13 Jan Can son remain in 55-and-over community after parent dies?
Q. After someone dies and the estate is settled, how long can the deceased’s name remain on the deed? Can the house be listed to the deceased forever? This person was 70 and living in a 55-and-over Community with his 40-year-old son. A will left everything, including the house, to the son. Can the son remain in the 55-and-over community or will he have to sell the house and move?
A. There’s a lot to consider here.
First, the deceased person’s name can remain on the deed indefinitely, but at the moment of death the property passes “by operation of law” regardless of what the deed says, said Nancy Heslin Reading, an estate planning attorney with Reading Law Firm in Newton.
“For instance, if the deed was titled as husband and wife, the surviving spouse would become the sole owner `by operation of law’ at the death of the first spouse regardless of whether a new deed was actually filed,” she said.
The important item here is what the by-laws of the 55-and over community say.
“I can’t imagine any circumstance under which the son could remain,” Reading said. ”A will can only convey what the decedent owned, and I doubt that the decedent owned the right to convey his/her property interest to a non-senior.”
The will also needs a careful reading, she said.
Does the will leave the residuary estate to the son, or does it specifically leave the home to the son?

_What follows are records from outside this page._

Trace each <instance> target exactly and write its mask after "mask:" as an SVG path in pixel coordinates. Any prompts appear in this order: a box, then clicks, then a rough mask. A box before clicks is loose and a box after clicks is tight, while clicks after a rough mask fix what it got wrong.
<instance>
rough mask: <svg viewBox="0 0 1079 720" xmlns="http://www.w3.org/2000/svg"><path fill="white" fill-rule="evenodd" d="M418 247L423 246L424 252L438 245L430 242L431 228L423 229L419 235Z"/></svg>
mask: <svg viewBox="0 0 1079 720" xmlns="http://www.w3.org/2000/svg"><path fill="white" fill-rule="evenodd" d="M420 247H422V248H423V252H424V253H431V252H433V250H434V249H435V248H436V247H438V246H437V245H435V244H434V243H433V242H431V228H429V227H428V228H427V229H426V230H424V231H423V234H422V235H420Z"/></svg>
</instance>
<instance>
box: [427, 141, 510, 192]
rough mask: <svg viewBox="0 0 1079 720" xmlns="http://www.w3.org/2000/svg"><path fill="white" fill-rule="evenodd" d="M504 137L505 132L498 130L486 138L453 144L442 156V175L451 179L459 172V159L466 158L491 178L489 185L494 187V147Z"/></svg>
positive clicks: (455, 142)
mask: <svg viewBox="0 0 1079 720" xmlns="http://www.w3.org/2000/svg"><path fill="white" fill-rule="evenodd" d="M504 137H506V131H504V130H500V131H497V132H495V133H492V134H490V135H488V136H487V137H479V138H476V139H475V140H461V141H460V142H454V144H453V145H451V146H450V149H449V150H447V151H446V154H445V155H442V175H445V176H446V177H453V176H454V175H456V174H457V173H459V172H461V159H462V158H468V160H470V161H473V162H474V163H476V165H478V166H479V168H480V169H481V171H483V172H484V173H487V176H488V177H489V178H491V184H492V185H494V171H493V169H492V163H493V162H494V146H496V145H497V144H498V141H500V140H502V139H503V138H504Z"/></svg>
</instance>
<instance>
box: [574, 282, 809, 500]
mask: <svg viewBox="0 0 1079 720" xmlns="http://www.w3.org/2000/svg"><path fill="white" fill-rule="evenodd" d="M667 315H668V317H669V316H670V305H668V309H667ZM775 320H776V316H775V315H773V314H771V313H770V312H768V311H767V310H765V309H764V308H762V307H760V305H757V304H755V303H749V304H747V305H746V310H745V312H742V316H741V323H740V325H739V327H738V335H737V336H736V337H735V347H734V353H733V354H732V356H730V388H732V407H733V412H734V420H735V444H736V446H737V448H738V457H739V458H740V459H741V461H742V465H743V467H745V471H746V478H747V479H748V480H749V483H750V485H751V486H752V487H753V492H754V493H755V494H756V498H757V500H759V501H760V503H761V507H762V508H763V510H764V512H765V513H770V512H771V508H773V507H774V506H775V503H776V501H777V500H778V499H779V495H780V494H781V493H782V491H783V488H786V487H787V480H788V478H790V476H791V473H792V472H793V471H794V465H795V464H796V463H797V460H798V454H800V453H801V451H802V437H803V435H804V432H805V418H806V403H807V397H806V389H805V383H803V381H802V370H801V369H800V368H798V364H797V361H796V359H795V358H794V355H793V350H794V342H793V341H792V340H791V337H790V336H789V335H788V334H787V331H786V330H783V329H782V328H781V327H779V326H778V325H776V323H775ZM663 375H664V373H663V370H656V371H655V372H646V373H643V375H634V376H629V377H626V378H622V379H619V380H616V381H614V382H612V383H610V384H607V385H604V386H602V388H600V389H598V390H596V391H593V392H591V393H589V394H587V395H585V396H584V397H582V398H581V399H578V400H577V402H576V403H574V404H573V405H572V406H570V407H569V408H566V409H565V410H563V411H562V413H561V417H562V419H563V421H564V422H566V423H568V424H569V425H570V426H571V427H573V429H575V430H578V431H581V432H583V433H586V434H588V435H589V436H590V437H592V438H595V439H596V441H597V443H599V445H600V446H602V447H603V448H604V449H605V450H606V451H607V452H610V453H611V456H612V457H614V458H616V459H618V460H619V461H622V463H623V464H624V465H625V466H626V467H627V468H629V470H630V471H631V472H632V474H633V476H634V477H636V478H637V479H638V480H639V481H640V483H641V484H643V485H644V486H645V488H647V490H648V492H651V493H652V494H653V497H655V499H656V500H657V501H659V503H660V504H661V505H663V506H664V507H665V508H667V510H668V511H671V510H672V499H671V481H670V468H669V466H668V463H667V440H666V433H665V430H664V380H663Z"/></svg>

“If the son inherits the residuary estate, then the home typically is liquidated and the proceeds are inherited by the son,” she said. “If it specifically leaves the home to the son, my suspicion is that the bequest must fail in which case I believe the home is liquidated and the proceeds pass as part of the residuary estate.”
Reading also said there’s a good possibility that all this time, the son may not have been living there with the approval of the by-laws, though there could be an exception to the by-laws for someone who is disabled.